Subject-verb agreement means that the verb ending in sentence (or clause) matches it subject.
If the subject of the sentence is singular (he, she, it, or the name of one person or thing), the verb form must also be singular. In the present tense that means the verb will end in ‘s.’ If the subject is plural (more than one: we, they, several people or things)-- or if it is ‘you’ or ‘I’, the verb will not end in ‘s.’
Subject verb agreement is only a problem when the verb ending changes depending on 'person'-- mainly the 3rd person singular present tense. (The verb to be is the only verb that change form in the simple past tense: 'was' for first & third person singular; 'were' for plurals and the second person.)
A failure of the verb to agree with the subject is a common grammar error, especially when the sentence is a little complicated or the subject is not obvious.

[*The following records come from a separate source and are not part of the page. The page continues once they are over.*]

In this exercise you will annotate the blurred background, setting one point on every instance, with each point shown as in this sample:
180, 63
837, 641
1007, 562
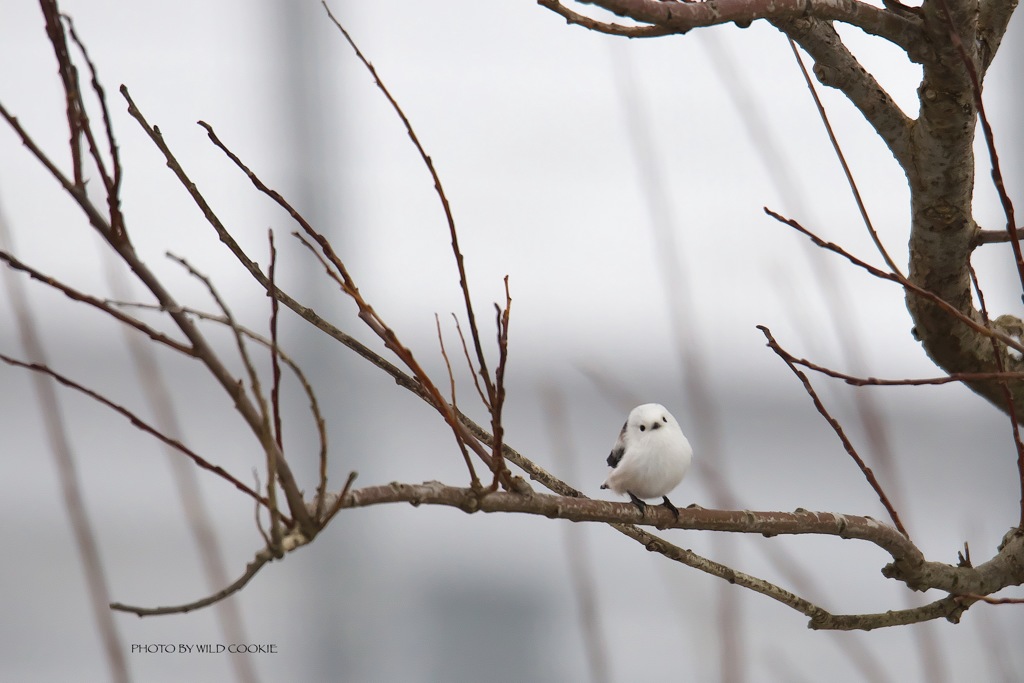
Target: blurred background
620, 184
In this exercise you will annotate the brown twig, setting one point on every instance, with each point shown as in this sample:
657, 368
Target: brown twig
112, 182
990, 600
1008, 206
271, 460
186, 477
439, 189
903, 282
469, 363
137, 422
847, 444
1004, 384
842, 160
367, 312
455, 404
498, 402
581, 566
603, 27
104, 306
62, 456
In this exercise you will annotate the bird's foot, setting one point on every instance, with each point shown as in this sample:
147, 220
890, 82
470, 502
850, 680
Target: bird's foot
637, 502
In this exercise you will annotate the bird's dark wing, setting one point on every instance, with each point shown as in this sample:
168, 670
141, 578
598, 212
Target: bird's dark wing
619, 449
615, 456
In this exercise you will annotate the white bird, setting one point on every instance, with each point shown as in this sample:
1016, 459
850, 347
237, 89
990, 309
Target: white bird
650, 457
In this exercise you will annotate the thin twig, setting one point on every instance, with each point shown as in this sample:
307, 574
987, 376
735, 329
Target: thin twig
271, 460
469, 361
497, 429
990, 600
137, 422
455, 403
67, 472
868, 474
604, 27
1007, 394
367, 312
1008, 206
903, 282
104, 306
842, 160
112, 182
463, 280
252, 569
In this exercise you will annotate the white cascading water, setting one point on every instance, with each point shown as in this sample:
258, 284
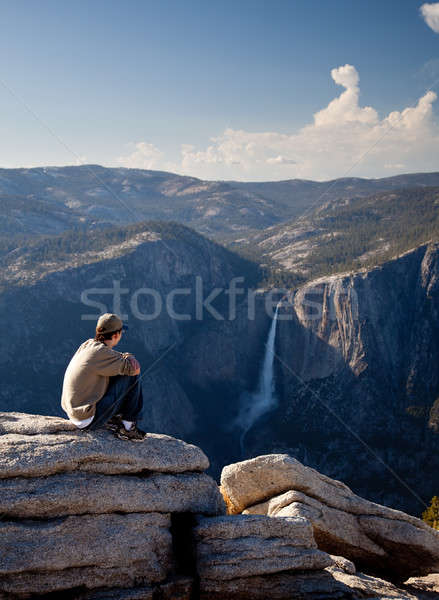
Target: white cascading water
263, 399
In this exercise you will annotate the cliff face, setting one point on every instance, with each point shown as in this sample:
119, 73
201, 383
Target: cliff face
87, 516
187, 364
357, 375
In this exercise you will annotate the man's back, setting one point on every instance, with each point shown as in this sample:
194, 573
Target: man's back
87, 376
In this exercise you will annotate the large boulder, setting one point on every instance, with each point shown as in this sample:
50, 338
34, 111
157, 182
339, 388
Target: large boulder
85, 493
89, 515
379, 539
245, 546
329, 584
100, 541
33, 446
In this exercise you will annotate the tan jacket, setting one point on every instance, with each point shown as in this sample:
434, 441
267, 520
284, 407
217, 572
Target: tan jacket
87, 376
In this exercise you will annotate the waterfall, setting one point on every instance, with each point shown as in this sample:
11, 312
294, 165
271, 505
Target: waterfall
263, 399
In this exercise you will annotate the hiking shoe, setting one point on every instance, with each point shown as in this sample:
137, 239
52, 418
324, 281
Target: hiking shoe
114, 423
134, 434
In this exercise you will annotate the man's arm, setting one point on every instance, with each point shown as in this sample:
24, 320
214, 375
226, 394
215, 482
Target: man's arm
108, 362
134, 363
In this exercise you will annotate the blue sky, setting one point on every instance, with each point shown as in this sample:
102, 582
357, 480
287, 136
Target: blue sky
220, 89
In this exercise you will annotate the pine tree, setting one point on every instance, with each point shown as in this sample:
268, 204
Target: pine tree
431, 515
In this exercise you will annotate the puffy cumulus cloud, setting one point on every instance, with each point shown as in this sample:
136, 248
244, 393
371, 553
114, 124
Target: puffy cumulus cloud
430, 12
343, 139
144, 156
345, 108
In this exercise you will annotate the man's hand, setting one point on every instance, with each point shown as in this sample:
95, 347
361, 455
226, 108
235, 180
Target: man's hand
134, 364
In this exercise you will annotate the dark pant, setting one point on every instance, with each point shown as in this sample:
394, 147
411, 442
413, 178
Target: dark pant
123, 396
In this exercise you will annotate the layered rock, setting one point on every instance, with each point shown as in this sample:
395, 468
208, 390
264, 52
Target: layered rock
375, 537
247, 546
84, 510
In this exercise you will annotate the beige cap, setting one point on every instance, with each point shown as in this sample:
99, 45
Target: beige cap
108, 323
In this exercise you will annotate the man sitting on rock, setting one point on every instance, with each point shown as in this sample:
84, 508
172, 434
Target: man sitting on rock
101, 386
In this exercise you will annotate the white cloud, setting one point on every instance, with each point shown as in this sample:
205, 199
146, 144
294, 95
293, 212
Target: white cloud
430, 12
342, 139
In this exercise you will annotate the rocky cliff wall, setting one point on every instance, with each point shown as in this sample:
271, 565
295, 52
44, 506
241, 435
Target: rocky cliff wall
357, 374
196, 368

However, it's an important error to correct as you proofread your writing before sharing it. A lack of agreement can confuse the reader and will make the writer sound uneducated.
The linked exercise combines reading with a proofreading quiz. It's based on a 2001 Voice of America article. Although it is older, I think it is a good change of pace. It provides vocabulary practice and tests you on basic grammar use.

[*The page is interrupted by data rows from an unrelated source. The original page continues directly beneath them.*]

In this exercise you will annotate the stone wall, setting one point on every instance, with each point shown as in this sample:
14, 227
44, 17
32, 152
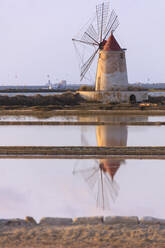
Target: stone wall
114, 96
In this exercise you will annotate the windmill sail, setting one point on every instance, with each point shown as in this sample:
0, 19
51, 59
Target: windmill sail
95, 35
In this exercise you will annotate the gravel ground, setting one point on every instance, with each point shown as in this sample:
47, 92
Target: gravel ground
82, 236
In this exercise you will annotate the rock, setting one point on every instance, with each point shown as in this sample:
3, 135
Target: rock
147, 220
121, 220
30, 220
56, 221
15, 222
88, 220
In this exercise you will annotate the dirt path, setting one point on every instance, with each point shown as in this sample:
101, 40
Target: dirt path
81, 236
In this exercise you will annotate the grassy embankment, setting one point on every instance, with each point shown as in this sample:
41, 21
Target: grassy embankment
73, 104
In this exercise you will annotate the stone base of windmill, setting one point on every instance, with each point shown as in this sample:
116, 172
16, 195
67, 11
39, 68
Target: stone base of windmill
115, 96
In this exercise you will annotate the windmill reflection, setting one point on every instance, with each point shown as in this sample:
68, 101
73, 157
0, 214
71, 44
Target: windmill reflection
101, 176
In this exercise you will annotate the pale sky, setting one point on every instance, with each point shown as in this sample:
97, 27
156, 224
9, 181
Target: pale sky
36, 39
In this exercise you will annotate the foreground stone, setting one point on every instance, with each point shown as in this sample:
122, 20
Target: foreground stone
88, 220
121, 220
56, 221
151, 221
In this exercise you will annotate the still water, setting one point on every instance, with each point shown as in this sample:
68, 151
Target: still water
85, 118
70, 188
82, 136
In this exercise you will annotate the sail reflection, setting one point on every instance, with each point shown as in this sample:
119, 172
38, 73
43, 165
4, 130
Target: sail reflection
101, 176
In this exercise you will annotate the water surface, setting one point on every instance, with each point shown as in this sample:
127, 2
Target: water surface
61, 188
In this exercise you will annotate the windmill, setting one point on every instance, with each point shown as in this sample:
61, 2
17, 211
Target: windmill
95, 36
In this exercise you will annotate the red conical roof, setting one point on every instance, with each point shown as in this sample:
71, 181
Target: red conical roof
112, 44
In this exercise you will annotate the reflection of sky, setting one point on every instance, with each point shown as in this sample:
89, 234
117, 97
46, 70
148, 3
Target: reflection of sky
48, 188
71, 135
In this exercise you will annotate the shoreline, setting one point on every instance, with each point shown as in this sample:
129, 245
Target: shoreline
48, 112
87, 232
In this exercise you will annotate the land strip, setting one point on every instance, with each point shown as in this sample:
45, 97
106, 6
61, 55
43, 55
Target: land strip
80, 123
57, 152
82, 236
46, 112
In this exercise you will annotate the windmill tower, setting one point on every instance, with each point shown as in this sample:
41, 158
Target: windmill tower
111, 69
111, 75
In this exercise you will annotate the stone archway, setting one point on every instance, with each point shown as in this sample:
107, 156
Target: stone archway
132, 99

The article is given sentence by sentence, with a blank to fill in from 2-4 choices provided on each page. After you choose an answer it shows you the correct answer before going on.
The grammar point it tests most is subject-verb agreement. (As mentioned, this is important for anyone writing in English. Even native speakers sometimes have problems with it.)
Also check that the pronouns are right for the nouns they replace. See the paragraph below for an example.
“John and Mary were scientists in different labs. John sent Mary some data, and asked her to check his results. She wrote back to him, “Your results look good. We evaluated them against our earlier results, and they are quite similar.”
A one-question quiz
Who or what do “they” and “them” refer to?
A. Mary and John
D. the results
If you answered D, “the results,” you’re right!